Thursday, July 11, 2013

Less is More



I was cutting the grass tonight, as there was a break in the torrential rains we have been having for the last two weeks. (No ark yet, but there's more rain in the forecast!) I love to cut the grass. I think it's because it's the chore I had at home when I was in high school, and it reminds me of Dad. I still cut the grass methodically, just like he taught me. Neat geometrical shapes, straight lines, just like Dad would have done it. Cutting as close as I can to the trees without hitting them. Yes, I have some obsessive/compulsive details to sort out. It also effects the way I pack the refrigerator after grocery shopping, how I load the dishwasher and the way clothes are placed in the dresser drawers. As I mowed around my rectangles, I wondered if he could see me, and if my lines looked as straight from his vantage point as they did from mine. Probably not.  After all, he is surrounded by perfection...and I have to settle for a fallen earth for now.

I finished the lawn, and drove the mower to the front yard where Luis was pruning our little maple tree. The builder planted our tree, and the two other maples at the houses next door and down the road, all around the same time. For some reason, however, ours hasn't grown as much as the neighboring trees have. Luis watered it faithfully while it was young. We have kept the kids from hanging on it's branches. Last spring, our next door neighbor put mulch around his tree. It seemed to really make it grow a good bit. So, a while back, we bought some mulch for our tree. Nothing.
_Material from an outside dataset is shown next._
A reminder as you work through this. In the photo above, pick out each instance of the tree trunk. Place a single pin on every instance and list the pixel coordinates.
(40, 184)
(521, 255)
I drove up to Luis and asked him why he was cutting so much off of our already small tree and he said something that struck a chord inside of me. He said, "I am pruning some branches off the bottom to let the air get more inside the tree." Huh. That made me think. We had spent so much time adding things to the tree, thinking that was what it needed. We even tried copying our neighbors to see if that would help. But maybe instead of adding to the tree, what it really needed was a little pruning and thinning out. So, as usual when I am doing yard work, I looked for the spiritual correlation in my little maple. As Christians, many times we look at our own lives and we don't feel like we are growing and flourishing. We look around us, and compare our lives to others that we see and we just don't seem to measure up. We may try to do more, only to fall short when we come to the end of the day. Often times, we try to be someone else, imitate what they do, in hopes that we will have the same results as that person does. We forget that, like each of the trees, we are all unique with our own purpose and plan for our life. But many times we just end up fooling ourselves. Sometimes the solution is not adding more to the problem, but rather evaluating what we have, and seeing what needs to be cut away. Maybe we have packed our lives so tightly with what we believe is supposed to help us, that the wind of the Spirit can't reach us and flow freely through those areas that are full of our own desires and selfish ambitions. Maybe there really are times where less is more, and if we allow God to prune our life sucking areas away, then we will grow and flourish like we were made to.

Well, I can't judge our maple's growth by one day of pruning, but I have this sneaky suspicion that our tree is going to start to grow like never before. Not because we decided to throw one more thing on the tree or the ground around it, but because of what we decided to take away. One day, when I am able to sit under the huge shade of our once small tree, I hope I will remember the lesson that it taught me today.